Outside Grand Central
Olloclip's lens displayed the same distortion in all but the middle of the frame.
As with the indoor shot, all three lenses were quite close in their output. Looking toward the lower right, where the building meets the sky, Moment's lens had more purple fringing than ShfitCam's and Sandmarc's lenses. ShiftCam's image was just a hair bit sharper than Sandmarc's.
Overall Winner: ShiftCam 2.0
|Total Score (out of 100)||84||70||90||94|
1st Place: ShiftCam 2.0 Telephoto ProLens
After we assigned points for each round, Shiftcam 2.0 came out the winner. While it's not the lowest-priced kit (you'll spend a little over $100 on the lens and the case), we liked the ease with which we could swap out the lenses, and the quality was top-notch on the photos taken using this lens.

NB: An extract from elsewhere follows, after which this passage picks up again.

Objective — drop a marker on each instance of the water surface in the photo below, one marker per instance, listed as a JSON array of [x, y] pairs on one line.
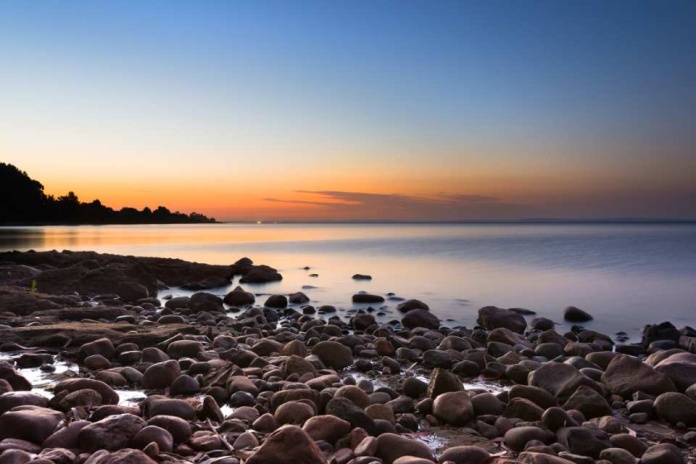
[[626, 275]]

2nd Place: Sandmarc Telephoto Lens Edition
In second place was Sandmarc. The quality of the photos we took using its lenses was on a par with that of ShiftCam's, and it had the best price among the competition — $100 gets you not only the lens, but also a case and a universal clip. However, we weren't fans of the screw mount, as it took much longer to take the lens on and off the case than with the other lenses.
3rd Place: Moment Tele 58mm Lens
Coming in third was Moment. The photos it captured were nearly as good as ShiftCam's — you have to look close to spot the differences — and its bayonet-style mount was among the easiest to use for attaching the lens to the camera. However, the cost of the lens and the case ties Olloclip for the most expensive, but unlike with Olloclip, you can't use the lens with the front camera.

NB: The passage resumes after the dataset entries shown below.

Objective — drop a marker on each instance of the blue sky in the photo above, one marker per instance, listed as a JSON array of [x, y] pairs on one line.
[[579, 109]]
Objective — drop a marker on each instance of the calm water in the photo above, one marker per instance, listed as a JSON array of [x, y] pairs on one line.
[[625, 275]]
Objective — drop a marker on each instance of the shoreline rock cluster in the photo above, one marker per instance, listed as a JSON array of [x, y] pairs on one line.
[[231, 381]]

4th Place: Olloclip Telephoto Pro Lens
Olloclip came in last. One of the company's enduring legacies is its inventive clip system, which not only makes it a cinch to attach lenses to your iPhone, but also lets you use the lenses with the iPhone's front camera. Unfortunately, the quality of the photos was below that of the competition, which is ultimately the reason for getting a premium lens.